Racketeering is a term that gets its name from pickpockets who made noises for distraction. Racketeering in Ocala, Florida, is commonly an organized scheme that involves several illegal activities.
Definition of racketeering and examples
Racketeering is a criminal activity that creates a business “racket” to generate illegal income streams. Some of these schemes date back to gangsters in the 1920s, such as gambling, prostitution, and bootlegging. Protection is an old racketeering crime that still exists today, which threatens a business harm unless they pay a fee.
Some older types of racketeering that still occur are kidnapping, drug trafficking, weapons smuggling, murder-for-hire, bribery, and counterfeiting. The organization may attempt to hide the illegal funds through money laundering, which is commonly done by making several small deposits.

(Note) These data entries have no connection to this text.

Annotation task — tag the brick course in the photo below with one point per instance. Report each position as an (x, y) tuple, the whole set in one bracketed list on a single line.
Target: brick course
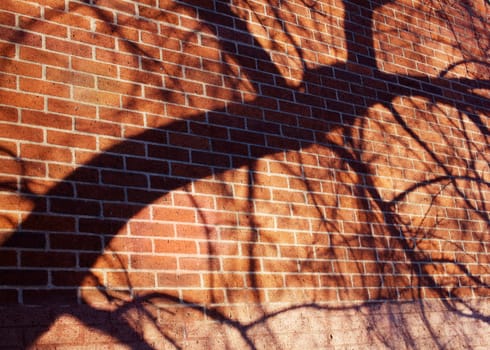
[(241, 174)]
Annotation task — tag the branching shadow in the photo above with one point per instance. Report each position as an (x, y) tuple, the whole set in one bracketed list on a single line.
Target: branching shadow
[(339, 231)]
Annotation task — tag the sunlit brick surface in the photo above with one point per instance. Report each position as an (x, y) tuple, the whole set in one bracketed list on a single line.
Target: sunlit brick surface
[(244, 174)]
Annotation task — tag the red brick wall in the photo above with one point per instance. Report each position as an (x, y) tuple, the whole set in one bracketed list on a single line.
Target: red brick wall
[(262, 174)]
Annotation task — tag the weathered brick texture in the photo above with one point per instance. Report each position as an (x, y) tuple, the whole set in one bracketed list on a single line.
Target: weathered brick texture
[(244, 174)]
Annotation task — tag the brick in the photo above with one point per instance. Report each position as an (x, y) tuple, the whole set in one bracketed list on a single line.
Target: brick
[(153, 262), (70, 77), (44, 88), (71, 108), (71, 139)]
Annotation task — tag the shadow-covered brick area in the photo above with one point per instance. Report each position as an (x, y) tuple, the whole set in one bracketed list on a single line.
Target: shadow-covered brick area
[(241, 174)]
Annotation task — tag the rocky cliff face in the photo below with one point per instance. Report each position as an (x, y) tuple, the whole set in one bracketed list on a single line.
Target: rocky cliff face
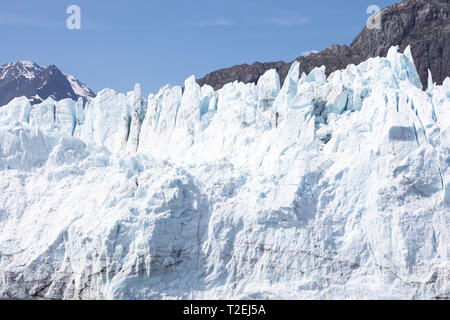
[(422, 24)]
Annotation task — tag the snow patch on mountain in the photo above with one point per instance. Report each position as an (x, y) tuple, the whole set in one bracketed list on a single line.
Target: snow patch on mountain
[(325, 188)]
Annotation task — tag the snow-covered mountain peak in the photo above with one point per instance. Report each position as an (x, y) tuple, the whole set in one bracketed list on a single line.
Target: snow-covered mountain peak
[(328, 187), (26, 78)]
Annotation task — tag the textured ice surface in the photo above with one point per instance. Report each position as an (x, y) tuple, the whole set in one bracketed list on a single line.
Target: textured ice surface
[(332, 188)]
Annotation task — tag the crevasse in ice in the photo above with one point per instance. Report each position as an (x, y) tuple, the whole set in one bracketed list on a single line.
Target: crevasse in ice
[(328, 187)]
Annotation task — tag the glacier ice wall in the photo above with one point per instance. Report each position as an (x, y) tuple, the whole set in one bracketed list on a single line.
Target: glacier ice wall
[(325, 188)]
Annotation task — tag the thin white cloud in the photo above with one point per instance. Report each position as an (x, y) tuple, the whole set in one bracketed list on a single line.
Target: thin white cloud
[(289, 22), (220, 22), (307, 53)]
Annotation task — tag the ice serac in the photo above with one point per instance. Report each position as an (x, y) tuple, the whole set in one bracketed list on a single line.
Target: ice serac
[(331, 187), (268, 87)]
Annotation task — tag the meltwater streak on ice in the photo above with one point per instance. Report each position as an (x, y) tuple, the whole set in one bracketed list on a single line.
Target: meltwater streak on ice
[(332, 188)]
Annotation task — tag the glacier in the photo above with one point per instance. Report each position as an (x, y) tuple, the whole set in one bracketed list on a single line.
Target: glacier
[(331, 187)]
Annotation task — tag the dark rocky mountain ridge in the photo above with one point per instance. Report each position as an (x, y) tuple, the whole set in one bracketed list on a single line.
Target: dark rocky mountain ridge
[(422, 24)]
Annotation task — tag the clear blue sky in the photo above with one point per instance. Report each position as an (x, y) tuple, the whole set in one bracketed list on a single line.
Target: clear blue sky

A modern example of racketeering is cyber extortion, which occurs when an offender takes over a computer. They may install malware to block personal data or damage the system, and won’t release it until they get a “ransom”.
The RICO Act
In 1970, Congress passed the RICO Act, or Racketeer Influenced and Corrupt Organizations, to help fight organized crime rings. Before the law, prosecutors could not charge an entity, and only the individual members received charges.
A criminal defense lawyer could argue the organization is not a crime ring, mistaken identity, and lack of intent. The prosecution must prove it was a criminal organization, the entity impacted the economy and it showed a pattern of activity. They must also show the defendant had engaged in a minimum of two racketeering acts, occurring in a ten-year period.
A RICO charge under Federal law can get the defendant up to 20 years in prison, property seizures, and a $250,000 fine. The charges usually include other crimes, which could increase jail terms. A good defense team may be able to find errors that prove the defendant’s innocence.